In March, three countries were removed and a further three countries added to the EU’s list of non-cooperative jurisdictions in taxation matters aimed at promoting tax good governance and minimising tax avoidance. Nine countries now remain on the list: American Samoa, Bahamas, Guam, Namibia, Palau, Samoa, Saint Kitts and Nevis, Trinidad and Tobago and the US Virgin Islands.
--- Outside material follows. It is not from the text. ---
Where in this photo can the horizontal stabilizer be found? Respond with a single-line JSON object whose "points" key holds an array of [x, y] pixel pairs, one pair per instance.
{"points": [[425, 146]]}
On 21 March, the Commission also published guidelines identifying countermeasures for the movement of EU funds through countries identified as non-cooperative tax jurisdictions. The guidelines detail the relevant legislation concerning transfers of EU monies in relation to non-cooperative jurisdictions, and provides a framework for assessing the risks of tax avoidance in projects involving entities in these jurisdictions. The legislation requires that EU funds do not support projects that contribute to tax avoidance, and that funding is routing according to good governance taxation standards.

5.BEPS Updates

In a significant milestone for the BEPS project, the OECD announced that the BEPS multilateral tax treaty instrument (“MLI”) will enter into force on 1 July 2018. This follows from the deposit of the fifth instrument of ratification by Slovenia. The other ratifying countries are Austria, the Isle of Man, Jersey and Poland. The multilateral tax treaty allows jurisdictions to update their existing double tax treaties and transpose measures agreed in the BEPS project without further need for bilateral negotiations.

Following on from BEPS Action 7 and the changes made to Article 5 of the OECD Model Tax Convention, the OECD has also published a report setting out guidance on how profit attribution rules should apply to permanent establishments. The guidance establishes high-level general principles concerning structures for sale of goods, online advertising and procurement, as well as guidance concerning permanent establishment and attributions of profits arising from anti-fragmentation rules.

Also in March, the OECD published Stage 1 Peer Review Reports assessing tax dispute resolution practices in Czech Republic, Denmark, Finland, Korean, Norway, Poland, Singapore and Spain. The reports examine compliance with best practice standards established in Action 14 of the BEPS plan concerning resolution of taxation disputes. The OECD has also now called for submissions concerning the 5th round of peer reviews relating to Estonia, Greece, Hungary, Iceland, Romania, Slovak Republic, Slovenia and Turkey, to be provided via completion of a taxpayer input questionnaire, with a deadline of 9 April 2018.